Switzerland has created framework conditions that can be scaled up based on this proven foundation. And even if it is ambivalent, one of Switzerland’s strengths lies in its intercultural exchange. Switzerland has a tradition of what the globalised world is demanding from other countries. Switzerland has played a pioneering role here. Are these times over?
‘Switzerland doesn’t have a monopoly on uniqueness’
Long ago, Switzerland elevated the status of special case to a dogma – and this is reflected above all in uncertainty in dealing with global challenges. Ursula Plassnik, the Austrian ambassador to Switzerland and former foreign minister of our neighbouring country, says it clearly: “Anyone who finds it difficult to see that their neighbours also have useful political systems is also less motivated to get involved in the major European issues of the future.”

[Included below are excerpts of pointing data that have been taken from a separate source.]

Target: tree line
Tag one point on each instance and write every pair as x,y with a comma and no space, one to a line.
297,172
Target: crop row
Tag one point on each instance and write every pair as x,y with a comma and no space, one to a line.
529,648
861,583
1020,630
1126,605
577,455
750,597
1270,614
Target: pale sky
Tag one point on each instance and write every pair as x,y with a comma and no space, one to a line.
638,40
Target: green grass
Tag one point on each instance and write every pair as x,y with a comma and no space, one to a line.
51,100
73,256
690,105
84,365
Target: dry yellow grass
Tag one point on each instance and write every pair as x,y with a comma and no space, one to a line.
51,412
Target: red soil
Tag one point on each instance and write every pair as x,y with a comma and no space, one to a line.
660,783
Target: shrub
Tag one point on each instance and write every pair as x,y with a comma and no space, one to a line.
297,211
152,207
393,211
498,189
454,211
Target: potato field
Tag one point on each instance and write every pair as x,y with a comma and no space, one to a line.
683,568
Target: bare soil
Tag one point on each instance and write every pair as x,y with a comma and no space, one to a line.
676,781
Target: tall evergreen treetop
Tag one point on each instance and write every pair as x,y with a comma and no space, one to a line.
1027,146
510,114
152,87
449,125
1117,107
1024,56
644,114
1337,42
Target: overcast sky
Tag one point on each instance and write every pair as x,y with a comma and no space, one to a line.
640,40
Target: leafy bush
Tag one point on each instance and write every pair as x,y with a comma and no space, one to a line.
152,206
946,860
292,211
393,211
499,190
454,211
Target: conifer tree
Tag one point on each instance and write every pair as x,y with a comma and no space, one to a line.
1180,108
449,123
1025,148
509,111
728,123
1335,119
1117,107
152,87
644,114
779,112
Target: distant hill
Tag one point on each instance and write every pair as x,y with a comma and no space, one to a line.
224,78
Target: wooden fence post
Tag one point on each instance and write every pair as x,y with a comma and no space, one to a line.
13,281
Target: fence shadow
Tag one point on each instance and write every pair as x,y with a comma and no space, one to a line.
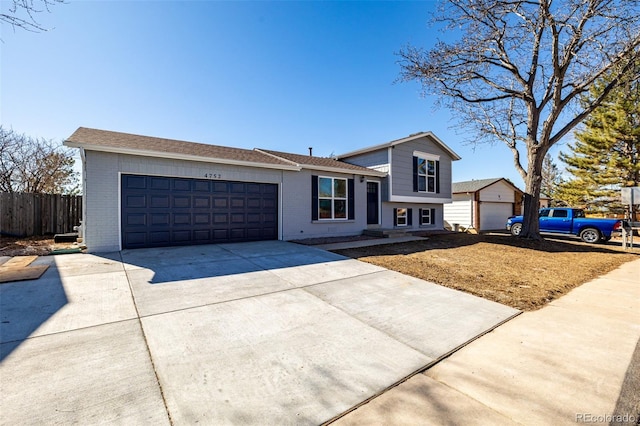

She adds: “Switzerland doesn’t have a monopoly on uniqueness: of the 193 member states of the United Nations, each one quite rightly considers itself unique or a special case, from Afghanistan to Zimbabwe.” That can’t just be seen as a sideswipe. It should make people listen up, especially considering that an ambassador criticising a host country is a real taboo in diplomatic circles.
One thing is certain: globalisation, the increasingly dense international interconnectedness, redistributes opportunities and risks. Sometimes at breakneck speed. Novartis is cutting about 2,000 jobs in Switzerland. Emotions do not matter here. For some time, China has had a firm grip on Switzerland. Leuthard’s reminder should certainly be seen as a warning. For Switzerland, staying up to date is time-consuming because it is not a member of the EU, the G20 or NATO.
In other words, a global vision of Switzerland – international networking – has to be a survival strategy for Switzerland. The increasingly dense international interdependence of the economy, politics, science and culture will determine the future of Switzerland. What’s left?
Education and soft power
What’s left is the resource of education and its implementation in innovation. Plus soft power, independence and credibility, security and stability, participation and democracy, the rule of law – these are strengths that Switzerland’s history makes available to us. These do not make us unique, but they are prerequisites for Switzerland to play a significant role in the international community.
Furthermore, the role of the free media cannot be overstated. What Doris Leuthard really wanted to say to us was probably less a thank you than this: let’s use our independence as a strength. And let’s use it quickly.